The flat interface nerve electrode (FINE) is designed to reshape peripheral nerves into favorable geometries for selective stimulation. Compared to cylindrical geometries, the ovoid geometries created by the FINE allow more space for contact placement. Furthermore, the amount of electrically excitable tissue between stimulating contacts and target axons is reduced. In this study, the nerve response to the presence of the FINE is examined histologically. Three different FINEs were designed to reshape peripheral nerves to different opening heights designated as 'wide' (1.3 mm), 'medium' (0.5 mm) and 'narrow' (0.1 mm) cuffs. Twelve adult cats were implanted with one cuff each (four in total of each design) on their right sciatic nerves. At least 3 months later, the animals were sacrificed and their sciatic nerves were harvested for histological evaluation. Cross-sectional areas and eccentricities (defined as the major axis divided by the minor axis of the closest fit ellipse to a region) of the nerves were measured to assess the degree of reshaping. The wide and medium cuff designs significantly reshaped the nerves compared to control nerves, though there was no significant difference in eccentricity between nerves implanted with wide and medium cuffs. There was extensive deposition of connective tissue in the epineurium of all nerves implanted with cuffs.
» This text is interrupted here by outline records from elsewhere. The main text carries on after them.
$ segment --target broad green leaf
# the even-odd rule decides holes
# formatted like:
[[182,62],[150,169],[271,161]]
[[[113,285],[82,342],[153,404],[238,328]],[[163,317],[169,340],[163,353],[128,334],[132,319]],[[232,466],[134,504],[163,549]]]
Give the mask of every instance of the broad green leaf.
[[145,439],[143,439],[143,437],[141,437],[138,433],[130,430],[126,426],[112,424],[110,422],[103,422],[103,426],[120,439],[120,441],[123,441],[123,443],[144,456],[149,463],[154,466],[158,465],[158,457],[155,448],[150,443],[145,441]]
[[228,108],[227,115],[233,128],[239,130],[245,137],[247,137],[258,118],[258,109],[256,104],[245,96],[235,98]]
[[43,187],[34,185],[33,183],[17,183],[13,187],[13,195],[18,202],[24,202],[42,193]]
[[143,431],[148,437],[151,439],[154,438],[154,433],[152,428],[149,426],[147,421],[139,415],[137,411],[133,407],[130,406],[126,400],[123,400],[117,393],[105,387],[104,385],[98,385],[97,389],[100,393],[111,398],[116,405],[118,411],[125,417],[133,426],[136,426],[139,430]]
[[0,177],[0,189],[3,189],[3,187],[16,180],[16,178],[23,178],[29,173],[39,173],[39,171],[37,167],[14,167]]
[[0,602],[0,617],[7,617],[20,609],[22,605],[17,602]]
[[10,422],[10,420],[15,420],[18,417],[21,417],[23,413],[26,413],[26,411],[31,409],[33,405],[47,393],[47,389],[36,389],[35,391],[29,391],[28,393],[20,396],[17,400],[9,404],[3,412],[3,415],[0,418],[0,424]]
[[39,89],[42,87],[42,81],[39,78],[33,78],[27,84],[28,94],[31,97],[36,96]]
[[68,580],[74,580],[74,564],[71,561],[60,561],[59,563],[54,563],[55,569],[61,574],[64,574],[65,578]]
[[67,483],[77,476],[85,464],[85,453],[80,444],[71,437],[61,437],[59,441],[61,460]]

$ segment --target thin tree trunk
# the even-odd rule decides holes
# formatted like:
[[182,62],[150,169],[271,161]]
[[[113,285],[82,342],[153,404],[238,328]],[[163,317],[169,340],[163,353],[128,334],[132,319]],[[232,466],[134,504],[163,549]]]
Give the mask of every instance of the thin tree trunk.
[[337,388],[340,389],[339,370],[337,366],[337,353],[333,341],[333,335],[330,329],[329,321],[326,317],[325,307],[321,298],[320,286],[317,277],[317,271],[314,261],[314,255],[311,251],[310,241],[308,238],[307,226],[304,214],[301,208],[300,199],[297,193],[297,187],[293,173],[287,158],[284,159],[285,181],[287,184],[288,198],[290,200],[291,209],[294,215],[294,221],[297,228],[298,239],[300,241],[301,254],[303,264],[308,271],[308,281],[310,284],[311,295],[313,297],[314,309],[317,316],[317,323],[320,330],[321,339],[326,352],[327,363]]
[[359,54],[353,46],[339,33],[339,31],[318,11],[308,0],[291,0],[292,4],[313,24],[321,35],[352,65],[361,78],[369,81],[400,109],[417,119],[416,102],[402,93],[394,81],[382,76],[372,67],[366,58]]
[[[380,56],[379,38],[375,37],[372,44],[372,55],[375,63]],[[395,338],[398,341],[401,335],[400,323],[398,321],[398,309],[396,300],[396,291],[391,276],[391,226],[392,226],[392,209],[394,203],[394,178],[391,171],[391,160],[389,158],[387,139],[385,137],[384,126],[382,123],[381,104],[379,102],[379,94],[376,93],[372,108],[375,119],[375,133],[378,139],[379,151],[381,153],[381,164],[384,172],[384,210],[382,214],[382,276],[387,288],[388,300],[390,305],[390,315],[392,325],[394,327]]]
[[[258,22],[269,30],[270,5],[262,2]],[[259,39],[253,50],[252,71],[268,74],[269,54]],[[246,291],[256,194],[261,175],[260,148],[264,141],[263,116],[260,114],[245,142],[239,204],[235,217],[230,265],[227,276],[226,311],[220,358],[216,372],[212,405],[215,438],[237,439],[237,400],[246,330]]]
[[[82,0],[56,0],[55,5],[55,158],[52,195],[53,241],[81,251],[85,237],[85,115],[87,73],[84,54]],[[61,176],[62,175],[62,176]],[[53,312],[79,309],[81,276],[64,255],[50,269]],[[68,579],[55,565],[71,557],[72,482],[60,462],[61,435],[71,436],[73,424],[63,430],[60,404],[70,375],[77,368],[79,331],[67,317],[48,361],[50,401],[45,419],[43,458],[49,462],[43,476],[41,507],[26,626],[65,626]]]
No significant difference in fiber counts was measured in any of the groups studied. Only nerves implanted with narrow cuffs showed evidence of axonal injury and/or demyelination. These results, coupled with stimulation selectivity measurements made on the same animals, suggest that safe, selective electrodes can be designed with ovoid geometries. Moderate reshaping caused no damage, while extreme reshaping generated mild-to-moderate nerve damage. It might be possible, however, to redesign the cuffs to slowly reshape the nerves.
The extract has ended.